If you start kubelet with --register-node=false, you need to manually create Node object; if true it will create Node object on the api server.

if set the kubelet --authorization-mode flag to Webhook. Webhook mode uses the SubjectAccessReview API to determine authorization.


Handling load balancing, and service discovery: When you expose pods using a Service (ClusterIP), Kube-proxy creates network rules to send traffic to the backend pods (endpoints) grouped under the Service object.

Deployed as a DaemonSet, NOT as a static pod.

Configs: kube-proxy ConfigMap.

kube-proxy modes: iptables or ipvs. Query the kube-proxy mode:

$ curl http://localhost:10249/proxyMode

kube-proxy watches api server for Service and EndpointSlice, capture traffic to the Service's clusterIP and port, and redirect that traffic to one of the Service's backend sets.

  • modify rules: kube-apiserver -> create/update Service -> kube-proxy (iptables mode) installs iptables rules; or (ipvs mode) calls netlink interface to create IPVS rules.
  • redirect according to the rules: incoming traffic -> Service's ip:port -> kube-proxy based on iptables -> backend Pod


  • kubelet talks to container runtime by grpc.
  • Control Plane node kubelet runs API Server; API Server talks to worker node kubelets
  • API Server clients wihin Control Plane: controllers, scheduler, etcd.
  • between API Server and human users: kubectl, kubeadm, REST API, client libraries.
  • between API Server and Nodes: kubelet.
  • Other API Server clients: CI/CD (Jenkins), Dashboard / UI

Access management:

authentication -> authorization -> admission control ("mutating" / "validating" admission controllerss)

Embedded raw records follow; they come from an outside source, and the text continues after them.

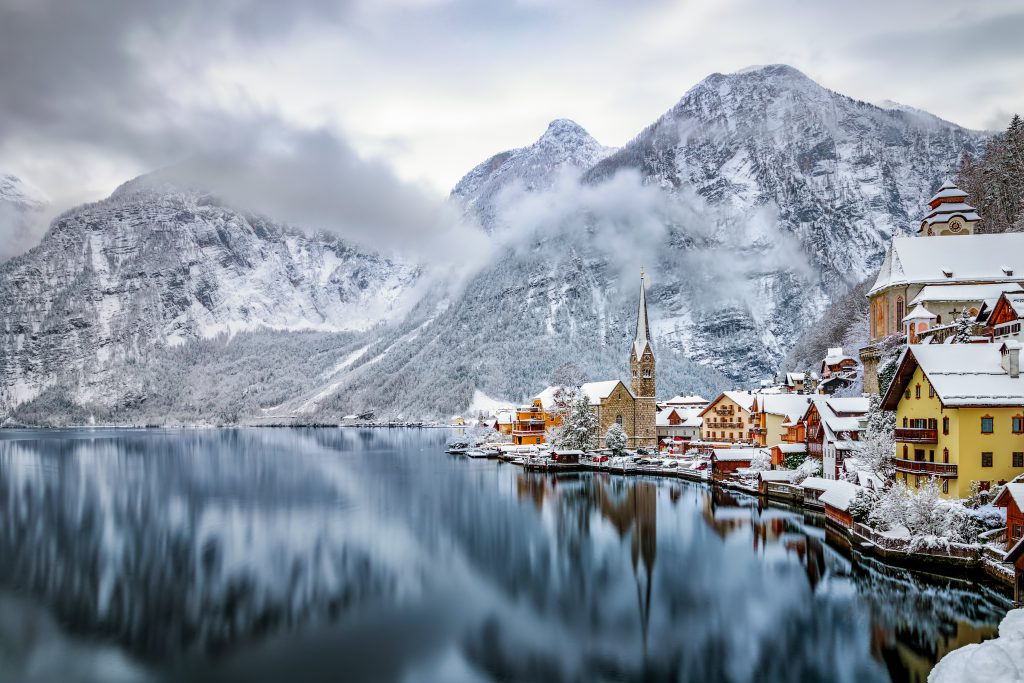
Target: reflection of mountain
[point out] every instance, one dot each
(283, 548)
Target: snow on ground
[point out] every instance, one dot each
(483, 403)
(996, 660)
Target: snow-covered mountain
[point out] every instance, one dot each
(22, 207)
(565, 148)
(753, 203)
(154, 266)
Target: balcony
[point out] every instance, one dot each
(925, 467)
(916, 435)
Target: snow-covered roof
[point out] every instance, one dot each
(777, 475)
(547, 397)
(961, 374)
(840, 495)
(947, 190)
(642, 339)
(734, 455)
(980, 258)
(743, 398)
(790, 406)
(979, 293)
(691, 399)
(919, 312)
(947, 210)
(1014, 491)
(595, 391)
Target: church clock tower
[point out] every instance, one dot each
(642, 380)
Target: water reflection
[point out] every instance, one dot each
(267, 555)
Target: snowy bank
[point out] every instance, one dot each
(996, 660)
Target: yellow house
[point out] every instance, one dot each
(960, 415)
(774, 414)
(728, 418)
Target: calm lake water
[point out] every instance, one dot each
(371, 555)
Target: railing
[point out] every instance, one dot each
(916, 435)
(925, 467)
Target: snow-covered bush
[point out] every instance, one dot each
(761, 461)
(808, 468)
(862, 505)
(615, 438)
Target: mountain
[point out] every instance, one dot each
(756, 201)
(565, 147)
(22, 208)
(154, 266)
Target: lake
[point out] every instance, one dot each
(371, 555)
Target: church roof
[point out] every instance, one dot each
(642, 339)
(983, 258)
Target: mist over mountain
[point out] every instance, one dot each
(753, 203)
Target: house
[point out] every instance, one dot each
(833, 426)
(726, 461)
(1012, 499)
(779, 452)
(960, 415)
(913, 263)
(689, 401)
(633, 407)
(728, 418)
(679, 424)
(795, 383)
(773, 414)
(1004, 323)
(837, 371)
(837, 499)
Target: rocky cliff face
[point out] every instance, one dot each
(154, 267)
(754, 202)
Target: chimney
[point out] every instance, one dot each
(1011, 351)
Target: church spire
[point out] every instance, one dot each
(642, 338)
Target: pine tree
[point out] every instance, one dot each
(615, 438)
(964, 331)
(579, 427)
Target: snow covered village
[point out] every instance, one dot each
(511, 342)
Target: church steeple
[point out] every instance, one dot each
(642, 338)
(642, 352)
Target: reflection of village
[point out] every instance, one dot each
(630, 507)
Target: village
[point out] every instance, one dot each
(913, 451)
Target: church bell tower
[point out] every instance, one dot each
(642, 380)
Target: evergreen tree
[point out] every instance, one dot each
(579, 427)
(615, 438)
(964, 331)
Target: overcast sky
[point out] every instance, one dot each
(93, 93)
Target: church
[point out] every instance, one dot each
(633, 407)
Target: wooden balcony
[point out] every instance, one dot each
(926, 467)
(916, 435)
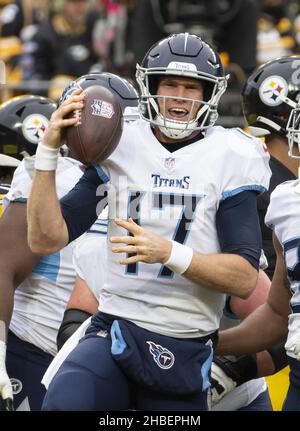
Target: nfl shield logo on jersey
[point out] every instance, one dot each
(169, 163)
(162, 356)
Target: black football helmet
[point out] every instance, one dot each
(127, 95)
(271, 99)
(23, 119)
(184, 55)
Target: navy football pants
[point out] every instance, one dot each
(26, 365)
(90, 380)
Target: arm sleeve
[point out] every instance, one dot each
(238, 227)
(80, 206)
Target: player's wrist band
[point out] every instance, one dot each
(46, 158)
(180, 258)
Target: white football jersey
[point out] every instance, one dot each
(176, 195)
(40, 301)
(89, 257)
(283, 217)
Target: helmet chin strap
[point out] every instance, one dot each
(169, 129)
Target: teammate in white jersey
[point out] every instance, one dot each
(44, 284)
(41, 298)
(280, 92)
(182, 206)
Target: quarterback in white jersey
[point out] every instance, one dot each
(181, 197)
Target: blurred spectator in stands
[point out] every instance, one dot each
(19, 20)
(276, 36)
(110, 37)
(63, 48)
(18, 14)
(225, 23)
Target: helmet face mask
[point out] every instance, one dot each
(181, 55)
(23, 120)
(293, 132)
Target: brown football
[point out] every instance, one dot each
(99, 128)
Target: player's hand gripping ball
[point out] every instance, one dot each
(99, 127)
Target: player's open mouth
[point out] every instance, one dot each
(178, 113)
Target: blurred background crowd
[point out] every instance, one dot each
(44, 44)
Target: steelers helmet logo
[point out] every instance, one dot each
(272, 90)
(34, 126)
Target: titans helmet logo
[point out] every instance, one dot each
(162, 356)
(34, 126)
(272, 90)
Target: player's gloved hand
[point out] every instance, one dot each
(6, 391)
(221, 383)
(227, 372)
(293, 345)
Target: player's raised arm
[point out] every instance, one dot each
(47, 230)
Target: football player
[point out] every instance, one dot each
(279, 94)
(182, 208)
(44, 283)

the API server implements a push-based notification stream of state changes (events), also known as Watch

One of the reasons why watches are so efficient is because they’re implemented via the gRPC streaming APIs.

apiserver <=> (worker node) kubelet

Communications between the API server and Kubelet are bi-directional. For some functions the Kubelet calls the API server and for others the API server calls the Kubelet.

apiserver => (worker node) kubelet for: (The Kubelet has a REST API, the API exposes info about the pods running on a node, the logs from those pods, and execution of commands in every container running on the node; typically exposed on TCP port 10250, which the API server calls for some functions. These connections terminate at the kubelet's HTTPS endpoint)

  • Fetching logs for pods.
  • Attaching (usually through kubectl) to running pods.
  • Providing the kubelet's port-forwarding functionality.

Kubelet watches the API server

  • new pods with specific node labels (the labels are added by the scheduler). When it sees a pod for the node it's running on , it co-ordinates with the Container runtime on the node (usually over a UNIX socket) to start the appropriate containers.


  • apiserver server: /etc/kubernetes/pki/apiserver.crt
  • apiserver client: /etc/kubernetes/pki/apiserver-kubelet-client.crt
  • kubelet server: /var/lib/kubelet/pki/kubelet-server-current.pem
  • kubelet client: /var/lib/kubelet/pki/kubelet-client-current.pem

Life of a deployment (Put everything together)

  • user submit a deployment.yaml to API Server.
  • deployment.yaml is stored in etcd; only API Server can access etcd.
  • controller-manager sees the deloyment.yaml from the API Server and create corresponding pods.
  • scheduler: assigns a pod to a node.
  • kubelet talks to the API Server and read the schedule, runs the pods.
  • end-users calls the running pods through kube-proxy (kube-proxy calls API Server to get services).